GeoCS.calc_lib module#

Created on Thu Mar 28 10:08:54 2024

@author: schoelleh96

GeoCS.calc_lib.calc_bounds(x, y, z, timesteps, convex, alpha=None)#

Calculate Boundary.

If Convex=True, find Convex Hull, else calculate alpha shape for given alpha or estimate optimal alpha else.

Parameters:
  • x (np.ndarray) – coordinate.

  • y (np.ndarray) – coordinate.

  • z (np.ndarray) – coordinate.

  • timesteps (np.ndarray) – timesteps belonging to axis 1 of the coords.

  • convex (bool) – whether to find convex of concave bounding hull.

  • alpha (Optional[float], optional) – alpha parameter. The default is None.

Returns:

  1. bounds: Mapping from timesteps to boundary flags

    (True if inside or on boundary).

  2. hulls: Mapping from timesteps to the Trimesh object representing

    the hull.

Return type:

Tuple[dict]

GeoCS.calc_lib.calc_diff_map(eps, is_bound, N_v, n_traj, dates, dist_mats=None, calc_dist=None)#

Calculate diffusion maps.

Diffusion maps: eigenvectors of the averaged diffusion transition matrix)

along with its eigenvalues.

Parameters:
  • eps (float) – diffusion bandwidth.

  • is_bound (Dict[datetime, np.typing.NDArray[bool]]) – indicates boundary points at each timestep.

  • N_v (int) – how many eigenvalues and -vectors to compute.

  • n_traj (int) – number of trajectories.

  • dates (np.typing.NDArray[datetime]) – The timesteps of the trajectories.

  • dist_mats (Optional[Dict[datetime, sps.csr_matrix]], optional) – Dictonary mapping dates to distance matrices. The default is None.

  • calc_dist (Optional[Callable[[datetime], sps.csr_matrix]], optional) – Function handle to a function returning distance matrices given a date.
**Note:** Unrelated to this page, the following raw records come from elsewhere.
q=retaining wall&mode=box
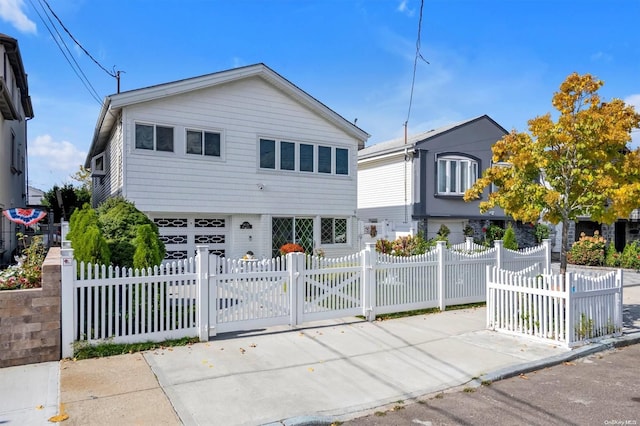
[0,247,62,368]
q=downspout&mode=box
[404,121,409,223]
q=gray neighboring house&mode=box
[357,115,526,244]
[0,33,33,266]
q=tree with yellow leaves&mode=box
[464,73,640,274]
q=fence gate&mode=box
[208,255,291,335]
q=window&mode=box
[280,142,296,170]
[318,146,331,173]
[271,217,313,257]
[437,156,478,195]
[136,123,173,152]
[259,139,350,176]
[91,152,106,176]
[300,143,313,172]
[260,139,276,169]
[187,130,220,157]
[11,130,18,174]
[336,148,349,175]
[320,217,347,244]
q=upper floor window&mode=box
[259,139,349,175]
[438,156,478,195]
[136,123,173,152]
[320,217,347,244]
[91,152,107,176]
[187,130,220,157]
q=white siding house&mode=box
[86,64,369,259]
[0,33,33,266]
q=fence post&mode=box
[60,248,77,358]
[485,265,495,330]
[60,222,69,241]
[287,253,305,327]
[614,269,624,336]
[464,237,473,251]
[196,246,211,342]
[436,241,447,311]
[362,243,378,321]
[542,238,551,274]
[564,272,575,347]
[493,240,504,269]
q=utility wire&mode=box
[404,0,429,126]
[39,0,117,78]
[29,0,102,104]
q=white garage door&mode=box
[153,215,229,260]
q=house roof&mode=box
[358,114,508,160]
[0,33,33,120]
[85,63,370,167]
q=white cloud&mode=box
[0,0,37,34]
[398,0,415,16]
[27,135,87,190]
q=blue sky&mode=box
[0,0,640,190]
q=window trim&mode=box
[133,121,176,155]
[318,216,351,247]
[184,126,224,160]
[91,152,107,177]
[435,152,480,198]
[256,136,354,178]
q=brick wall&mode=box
[0,247,62,367]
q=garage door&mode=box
[153,215,229,260]
[427,218,464,244]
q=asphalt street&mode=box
[342,344,640,426]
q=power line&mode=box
[40,0,117,78]
[404,0,429,127]
[29,0,101,103]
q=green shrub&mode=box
[67,204,111,265]
[98,197,165,268]
[620,241,640,269]
[604,244,622,268]
[67,204,98,246]
[436,224,451,242]
[72,225,111,265]
[133,224,164,269]
[502,224,518,251]
[482,225,504,247]
[567,231,605,266]
[533,223,551,243]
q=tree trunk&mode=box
[560,219,569,275]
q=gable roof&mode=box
[85,63,370,167]
[0,33,33,120]
[358,114,509,160]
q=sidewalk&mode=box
[0,264,640,425]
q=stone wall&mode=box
[0,247,62,368]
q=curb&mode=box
[262,416,336,426]
[270,332,640,426]
[473,332,640,386]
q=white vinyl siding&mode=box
[358,152,416,222]
[123,77,358,217]
[258,138,349,176]
[437,157,478,195]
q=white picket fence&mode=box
[61,241,551,356]
[487,266,622,347]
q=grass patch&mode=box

The default is None.

Return type:

Tuple[ndarray[Any, dtype[float]], ndarray[Any, dtype[float]]]

Returns:

  • vals (np.typing.NDArray[float]) – Eigenvalues.

  • vecs (np.typing.NDArray[float]) – Eigenvectors (the diffusion maps).
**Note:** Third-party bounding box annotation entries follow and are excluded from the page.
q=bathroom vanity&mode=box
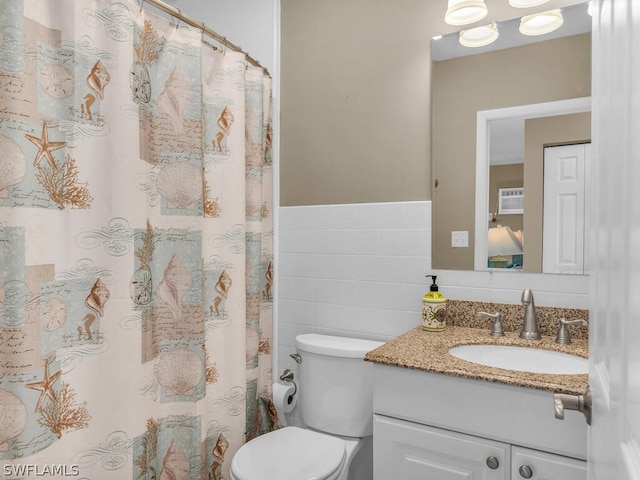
[366,327,588,480]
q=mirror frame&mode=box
[473,97,591,271]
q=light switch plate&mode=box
[451,230,469,248]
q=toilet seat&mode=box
[231,427,347,480]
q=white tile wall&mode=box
[277,202,589,371]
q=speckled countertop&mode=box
[365,325,589,395]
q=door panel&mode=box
[511,447,587,480]
[588,0,640,480]
[373,415,511,480]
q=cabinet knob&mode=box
[518,465,533,478]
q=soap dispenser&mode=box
[422,275,447,332]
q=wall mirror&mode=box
[432,2,591,274]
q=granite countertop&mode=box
[365,326,589,395]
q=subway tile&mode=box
[333,230,358,255]
[333,255,358,280]
[278,300,295,325]
[278,322,296,347]
[313,303,336,328]
[313,255,336,278]
[278,230,296,253]
[278,207,295,234]
[278,275,294,300]
[356,203,380,229]
[378,202,406,230]
[375,257,406,283]
[403,230,431,257]
[333,305,358,331]
[380,229,406,256]
[333,204,356,230]
[402,256,431,285]
[277,253,295,277]
[313,278,334,303]
[312,205,334,231]
[291,302,313,325]
[293,277,313,302]
[333,280,356,305]
[313,230,333,253]
[293,230,313,253]
[291,206,315,230]
[356,230,380,255]
[356,255,378,282]
[293,253,314,278]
GeoCS.calc_lib.calc_dist(lon, lat, z, r, k)#

Calculate pointwise distances given positions on earth.

Parameters:
  • lon (ndarray) – longitudes.

  • lat (ndarray) – latitudes.

  • z (ndarray) – vertical coordinate.

  • r (float) – cut-off radius in km.

  • k (float) – scaling parameter bringing vertical coordinate to horizontal coordinate value range.

Returns:

lower triangle of point-wise distance matrix.

Return type:

scipy.sparse.csr_matrix

GeoCS.calc_lib.calc_k(u, v, w)#

Calculate the velocity-based scaling parameter.

Parameters:
  • u (ndarray) – Horizontal velocity in the x direction.

  • v (ndarray) – Horizontal velocity in the y direction.
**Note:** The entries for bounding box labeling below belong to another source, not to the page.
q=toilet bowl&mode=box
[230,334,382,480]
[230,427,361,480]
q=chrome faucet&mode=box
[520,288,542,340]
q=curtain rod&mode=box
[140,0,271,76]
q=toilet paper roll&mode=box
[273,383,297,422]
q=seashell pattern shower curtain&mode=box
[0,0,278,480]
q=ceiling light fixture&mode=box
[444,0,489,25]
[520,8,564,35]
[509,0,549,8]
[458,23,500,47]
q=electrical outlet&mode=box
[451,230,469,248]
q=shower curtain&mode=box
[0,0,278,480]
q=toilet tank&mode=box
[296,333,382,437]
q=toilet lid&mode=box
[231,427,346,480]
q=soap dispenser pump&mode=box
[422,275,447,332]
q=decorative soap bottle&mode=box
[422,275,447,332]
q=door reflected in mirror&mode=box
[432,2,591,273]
  • w (ndarray) – Vertical velocity.

Returns:

Scaling parameter.

Return type:

float

GeoCS.calc_lib.kmeans(E_vecs, N_k)#

Cluster using kmeans algorithm from scikit-learn.

Parameters:
  • E_vecs (np.typing.NDArray[float]) – Coordinates which to cluster(eigenvectors).

  • N_k (int) – Number of clusters.

Returns:

kmeans object.

Return type:

KMeans

GeoCS.data_lib module#

Created on Wed Mar 27 11:10:26 2024

@author: schoelleh96

class GeoCS.data_lib.Bound(data_path, k, convex, alpha=None, start_date=None, traj_data=None)#

Bases: Data

Represents boundaries point clouds belonging to trajectory data.

Uses either convex hulls or alpha shapes.

Parameters:
  • data_path (str) – The file path for storing and loading boundary data.

  • k (float) – The scaling parameter used in distance calculations.

  • convex (bool) – Specifies whether to use convex hulls (True) or alpha shapes (False).

  • alpha (Optional[float], default=None) – The alpha parameter for alpha shape calculation. If None and using alpha shapes, an optimal alpha will be estimated.

  • start_date (Optional[datetime], default=None) – The start date for the data analysis period.

  • traj_data (Optional[Traj], default=None) – An instance of the Traj class containing trajectory data to be analyzed

_hulls#

Stores the hull (either convex or alpha shape) for each timestep.

Type:

Dict[datetime, Trimesh]

_is_bound#

Indicates whether points are within the boundary for each timestep.

Type:

Dict[datetime, np.ndarray]

_projection#

The cartopy coordinate reference system used for data projection.

Type:

Optional[cartopy.crs]

property alpha: float | None#
calc_bounds()#
Return type:

Tuple[Dict[datetime, ndarray], Dict[datetime, Trimesh]]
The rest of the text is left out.